Visitors can guess what emotion is depicted in each of the pieces and submit their answers. Tondreau will later read through them and plans to respond to those who leave their contact information and let them know which emotions they correctly identified.

“Just to interact with someone who’s interacted with my work,” Tondreau said.

The project is a step in a new direction for Tondreau, who usually focuses on nature photography. Though he doesn’t have formal photography training, Tondreau grew up taking photographs in the Adirondacks.

“I had a really crappy Kodak point-and-click camera,” Tondreau said. “Since I was like 12, I’ve been camping and hiking in the Adirondacks, just with friends. So I’d bring a camera along and just document things.”

For a period of time, he co-owned a photography business focused on weddings but he found that that wasn’t his passion.

“Most of the photography I do . . . has all been nature and it’s all macro photography,” Tondreau said. “You can see the pollen in the flowers in a lot of my pictures . . . This case is the first time I’ve worked with people in six [or] seven years.”

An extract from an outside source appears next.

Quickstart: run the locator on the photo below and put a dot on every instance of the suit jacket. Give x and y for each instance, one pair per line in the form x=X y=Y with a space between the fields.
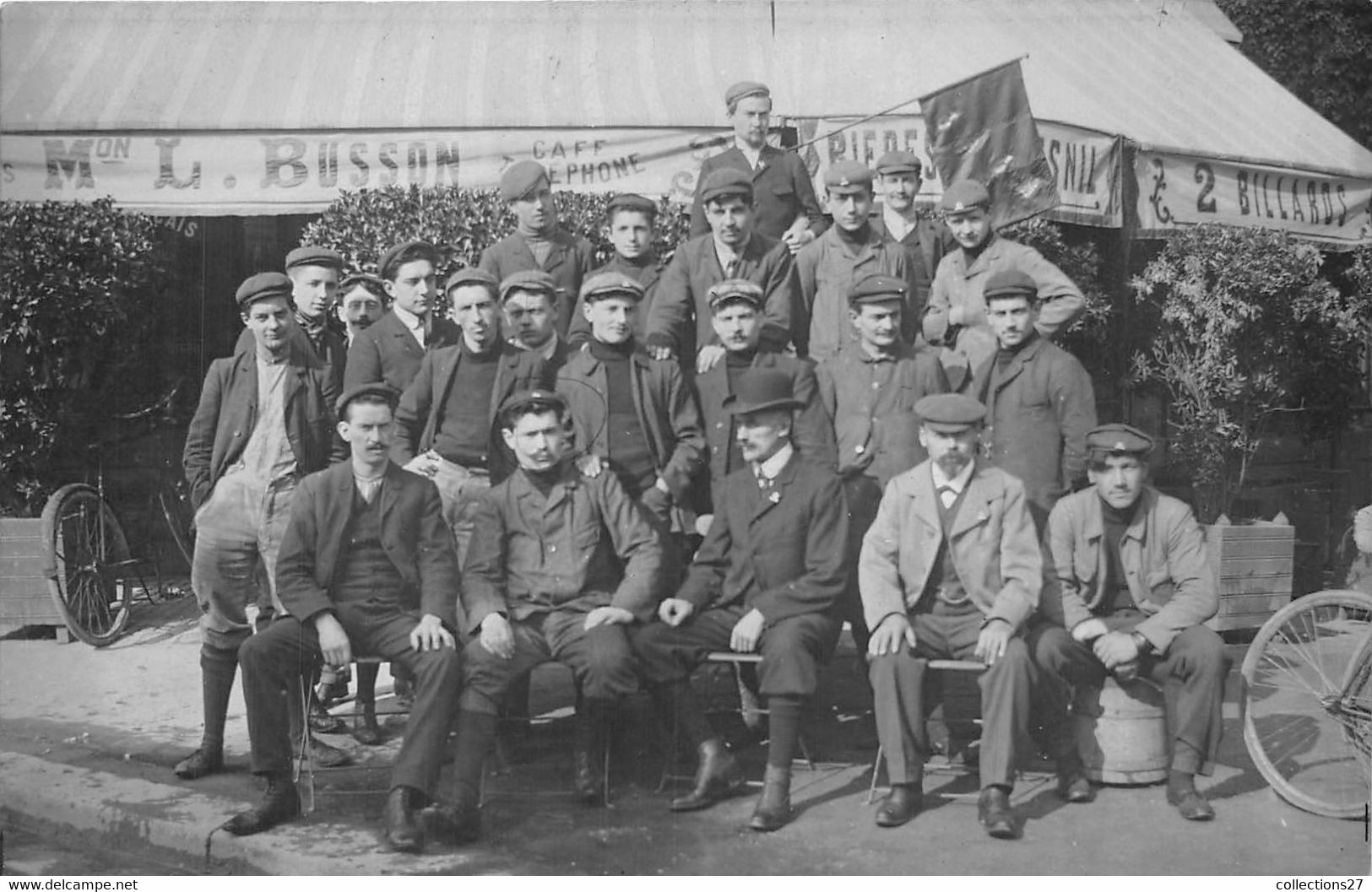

While the “Through Their Eyes” series is a departure from his usual work, he hopes it will have a lasting impact on visitors and serve as a reminder to be kinder to one another.

“I’d like for people to remember to make eye contact. To be personable with people, to see what somebody’s going through, even if they don’t tell you,” Tondreau said. “To realize, hey, that person doesn’t look like they’re having a great day and maybe say a friendlier hello or [ask] ‘Hey, is there anything I can do for you?’”

It will be up through October 21 at the Chamber, which is open from 8 a.m. – 5 p.m. Monday – Friday. There will be two artist receptions: 5-7 p.m. on Wednesday, Aug. 31 and 5-7 p.m. Wednesday, Oct. 5.

As part of the exhibit, Tondreau is collecting donations for the Gloversville-based not-for-profit I Can Breathe & I Will Speak which seeks to bridge gaps between communities and law enforcement.